As with a regular eye, the pineal eye is made up of a cornea, a lens and a retina. Our paired eyes and the reptilian pineal eye are also very similar in terms of embryological development and the genes expressed during this. The pineal eye differs from a regular eye, though, in that it’s usually covered by a thick and large scale and can differentiate between light and dark only.
Our regular eyes can also see variations between light and dark, day and night – so what’s the point of having an organ as redundant as the pineal eye? Research shows that in reptiles the pineal eye acts as a calendar. It can see days getting longer and nights getting shorter, and the reverse, and so tells the brain how seasons are changing. As a consequence, it monitors most life cycles such as sleep and reproduction rhythms.
Surgical experiments on lizards have also shown that removing the pineal eye affects their capacity to regulate their body temperature, a process called thermoregulation.
This is fascinating since our pre-mammalian ancestors did have a pineal eye and lost it in the course of their evolution toward a more mammalian condition. This suggested that by following the reduction and disappearance of the pineal eye through millions of years, we might be able to point out the time when our ancestors became “warm blooded”.
A gateway to ancient metabolism
The pineal eye’s evolution is easy to study. It has an unmistakable bony correlate, the pineal foramen.
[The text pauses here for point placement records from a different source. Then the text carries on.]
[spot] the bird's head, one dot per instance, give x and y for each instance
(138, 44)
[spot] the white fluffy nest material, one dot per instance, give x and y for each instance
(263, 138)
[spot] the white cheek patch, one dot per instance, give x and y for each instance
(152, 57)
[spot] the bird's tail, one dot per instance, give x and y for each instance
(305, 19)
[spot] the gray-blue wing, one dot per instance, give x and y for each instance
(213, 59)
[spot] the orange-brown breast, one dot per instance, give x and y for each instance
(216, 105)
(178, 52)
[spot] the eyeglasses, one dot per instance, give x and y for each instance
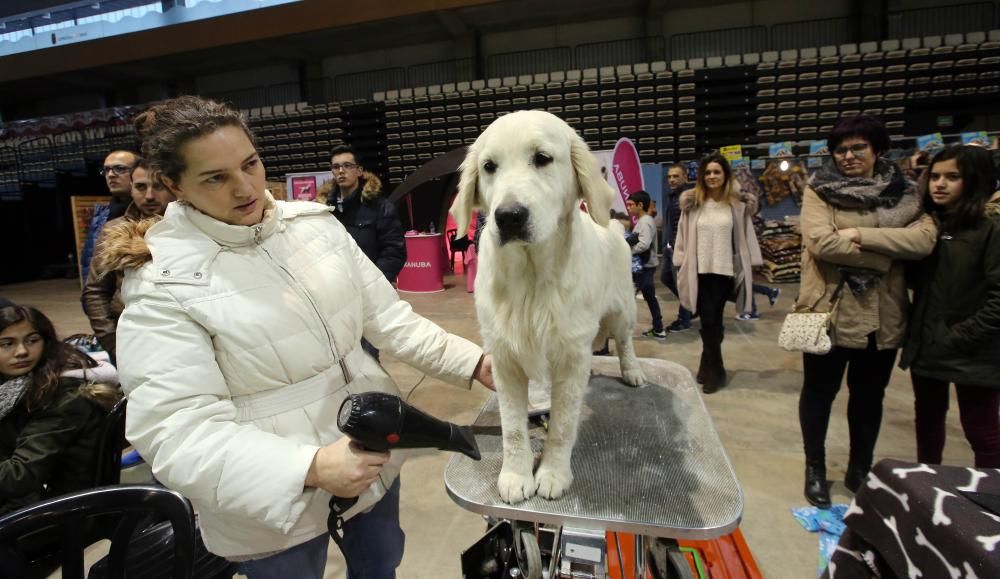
(116, 169)
(856, 149)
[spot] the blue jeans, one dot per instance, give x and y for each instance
(644, 282)
(373, 542)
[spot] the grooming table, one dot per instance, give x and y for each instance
(647, 461)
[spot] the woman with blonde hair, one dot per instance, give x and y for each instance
(716, 252)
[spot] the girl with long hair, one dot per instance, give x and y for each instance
(954, 333)
(716, 252)
(53, 399)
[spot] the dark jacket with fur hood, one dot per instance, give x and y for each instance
(955, 322)
(372, 221)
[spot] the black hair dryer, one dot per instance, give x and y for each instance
(382, 422)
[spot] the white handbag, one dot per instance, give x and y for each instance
(808, 331)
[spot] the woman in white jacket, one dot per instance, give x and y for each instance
(239, 341)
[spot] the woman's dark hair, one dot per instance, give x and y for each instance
(979, 181)
(865, 126)
(345, 149)
(642, 198)
(167, 126)
(57, 356)
(140, 163)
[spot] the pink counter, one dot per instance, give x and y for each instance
(424, 267)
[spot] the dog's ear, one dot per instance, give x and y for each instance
(467, 199)
(594, 190)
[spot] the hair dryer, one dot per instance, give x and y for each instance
(382, 422)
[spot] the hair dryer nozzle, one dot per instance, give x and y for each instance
(382, 422)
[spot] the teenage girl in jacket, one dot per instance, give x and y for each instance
(53, 400)
(716, 252)
(239, 341)
(955, 323)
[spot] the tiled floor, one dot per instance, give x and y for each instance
(756, 416)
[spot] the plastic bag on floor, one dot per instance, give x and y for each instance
(829, 523)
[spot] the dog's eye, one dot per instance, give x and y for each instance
(541, 159)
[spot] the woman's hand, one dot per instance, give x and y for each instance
(851, 234)
(344, 469)
(484, 372)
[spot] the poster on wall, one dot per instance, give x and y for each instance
(304, 186)
(979, 138)
(931, 142)
(82, 208)
(818, 150)
(732, 153)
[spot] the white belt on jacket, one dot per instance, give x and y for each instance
(250, 407)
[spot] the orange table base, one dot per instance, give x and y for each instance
(727, 557)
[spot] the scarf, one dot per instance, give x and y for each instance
(887, 192)
(11, 393)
This is a tube that pierces the skull roof for the pineal eye and nerve.
Most of our ancestors, the pre-mammalian therapsids, had such a foramen on the top of their heads, as can be seen in their fossilised skulls, and thus had a pineal eye. It’s reasonable to assume that this organ fulfilled a similar role in thermoregulation as it does in today’s reptiles.
By checking for the pineal foramen in fossils, we reasoned, it would be possible to trace back the transition from a “reptile-like” to a “mammal-like” metabolism in the lineage that eventually led to mammals.
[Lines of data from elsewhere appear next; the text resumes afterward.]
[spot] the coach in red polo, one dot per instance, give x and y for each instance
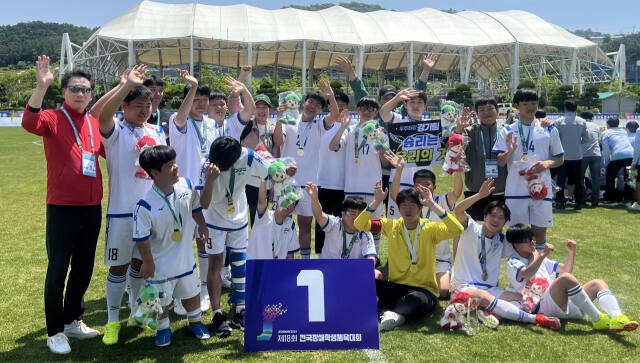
(72, 141)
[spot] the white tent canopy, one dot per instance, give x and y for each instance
(483, 43)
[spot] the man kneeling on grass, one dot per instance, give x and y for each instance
(412, 290)
(558, 292)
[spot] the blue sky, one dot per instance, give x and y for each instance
(612, 16)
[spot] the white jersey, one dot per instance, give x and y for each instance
(360, 178)
(306, 135)
(443, 248)
(544, 143)
(331, 170)
(126, 183)
(467, 268)
(153, 221)
(406, 180)
(360, 245)
(547, 271)
(247, 166)
(269, 240)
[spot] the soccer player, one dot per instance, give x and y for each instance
(564, 297)
(273, 235)
(412, 290)
(477, 263)
(128, 182)
(527, 142)
(302, 143)
(342, 240)
(221, 183)
(427, 179)
(164, 223)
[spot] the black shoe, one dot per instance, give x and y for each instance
(238, 320)
(219, 326)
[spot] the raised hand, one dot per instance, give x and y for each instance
(44, 76)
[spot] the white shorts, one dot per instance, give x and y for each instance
(119, 246)
(529, 211)
(218, 239)
(549, 307)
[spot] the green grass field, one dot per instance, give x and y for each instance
(608, 245)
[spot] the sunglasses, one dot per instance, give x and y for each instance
(81, 89)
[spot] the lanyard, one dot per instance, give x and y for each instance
(164, 196)
(523, 142)
(232, 181)
(413, 249)
(346, 250)
(75, 132)
(202, 136)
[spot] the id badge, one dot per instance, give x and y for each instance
(88, 164)
(491, 169)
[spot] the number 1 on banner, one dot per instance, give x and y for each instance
(314, 280)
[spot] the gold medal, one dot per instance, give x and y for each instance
(176, 236)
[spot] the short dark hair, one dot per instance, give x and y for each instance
(140, 91)
(587, 115)
(424, 173)
(217, 95)
(368, 101)
(570, 105)
(203, 89)
(341, 96)
(482, 101)
(316, 96)
(75, 73)
(153, 158)
(520, 233)
(500, 205)
(408, 195)
(524, 95)
(224, 152)
(613, 121)
(152, 80)
(353, 202)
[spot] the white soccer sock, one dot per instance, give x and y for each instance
(609, 303)
(115, 289)
(203, 266)
(579, 297)
(135, 282)
(509, 311)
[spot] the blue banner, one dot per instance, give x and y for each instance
(310, 305)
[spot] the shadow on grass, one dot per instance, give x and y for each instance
(134, 343)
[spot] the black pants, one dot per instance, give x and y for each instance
(571, 171)
(412, 302)
(331, 202)
(610, 177)
(475, 211)
(72, 235)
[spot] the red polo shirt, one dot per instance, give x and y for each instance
(66, 185)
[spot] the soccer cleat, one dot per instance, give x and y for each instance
(238, 320)
(111, 332)
(603, 323)
(77, 329)
(391, 320)
(219, 325)
(622, 323)
(163, 337)
(550, 322)
(59, 344)
(199, 330)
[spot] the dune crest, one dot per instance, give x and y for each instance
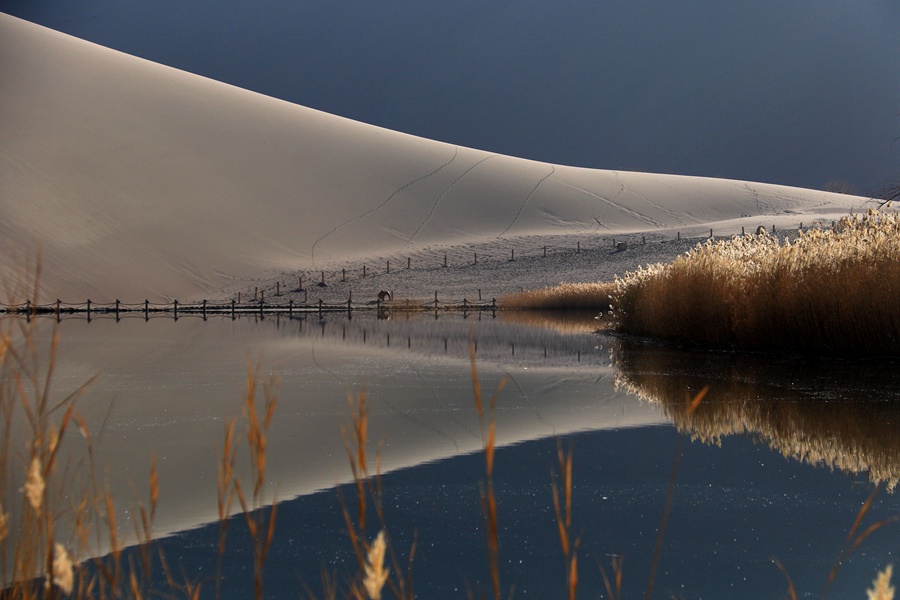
(135, 180)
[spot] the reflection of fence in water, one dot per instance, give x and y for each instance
(446, 334)
(826, 413)
(233, 309)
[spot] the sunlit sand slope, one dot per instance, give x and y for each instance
(135, 180)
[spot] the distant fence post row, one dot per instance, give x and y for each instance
(233, 309)
(348, 274)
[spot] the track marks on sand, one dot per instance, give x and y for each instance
(525, 201)
(384, 203)
(615, 204)
(440, 197)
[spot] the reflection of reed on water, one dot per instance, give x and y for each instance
(827, 413)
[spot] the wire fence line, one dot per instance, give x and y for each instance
(176, 309)
(268, 298)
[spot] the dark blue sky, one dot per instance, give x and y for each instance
(799, 93)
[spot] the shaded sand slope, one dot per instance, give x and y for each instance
(136, 180)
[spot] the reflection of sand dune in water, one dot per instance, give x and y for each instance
(840, 415)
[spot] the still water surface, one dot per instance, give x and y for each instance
(774, 463)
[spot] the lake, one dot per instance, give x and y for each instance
(774, 463)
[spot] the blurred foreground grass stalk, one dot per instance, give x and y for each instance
(830, 291)
(38, 560)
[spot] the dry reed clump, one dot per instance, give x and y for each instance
(566, 296)
(881, 588)
(830, 291)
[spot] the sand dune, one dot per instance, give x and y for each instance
(135, 181)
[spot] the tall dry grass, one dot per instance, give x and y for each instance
(566, 296)
(830, 291)
(37, 561)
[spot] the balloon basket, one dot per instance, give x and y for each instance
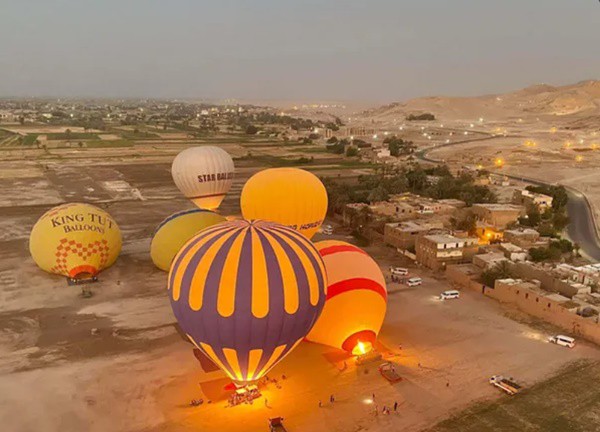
(369, 357)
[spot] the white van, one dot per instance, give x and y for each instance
(414, 282)
(398, 271)
(567, 341)
(450, 294)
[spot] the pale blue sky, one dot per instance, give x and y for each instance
(383, 50)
So our team of palaeontologists and neurologists checked for the pineal foramen in more than 600 skulls. These were all found in the Karoo’s incredibly rich fossil-bearing deposits and dated back to between 300 million and 200 million years ago.
That’s an important time period, since South Africa was situated close to the South Pole at that time thanks to continental drift. The climate, then, was much colder and drier, and the contrast between the country’s seasons was greater than today. This implies that species with “cold blood” must have had a pineal eye to help them regulate their body temperature.
To find a species that lived under such harsh conditions without a pineal foramen would strongly suggest that this species was “warm blooded” and that a pineal eye was no longer required to survive.
An evolutionary step forward
We found that the pineal foramen was present in most pre-mammalian therapsids before 260 million years ago. After this the feature was increasingly absent. This suggests the pineal eye became dispensable and wasn’t needed for survival any more.
The increasing loss of the pineal foramen occurred in two lineages. One of these, the cynodonts, led to mammals. In their case, the pineal foramen disappeared entirely 246 million years ago. It’s then, we believe, that the transition from “cold blood” to “warm blood” was achieved.
More work needs to be done to test this evolutionary scenario, but if it proves true it would mean that mammals had likely already evolved one of the key adaptations that enabled them to survive for more than 200 million years through the reign and extinction of dinosaurs and two mass extinctions to the present day.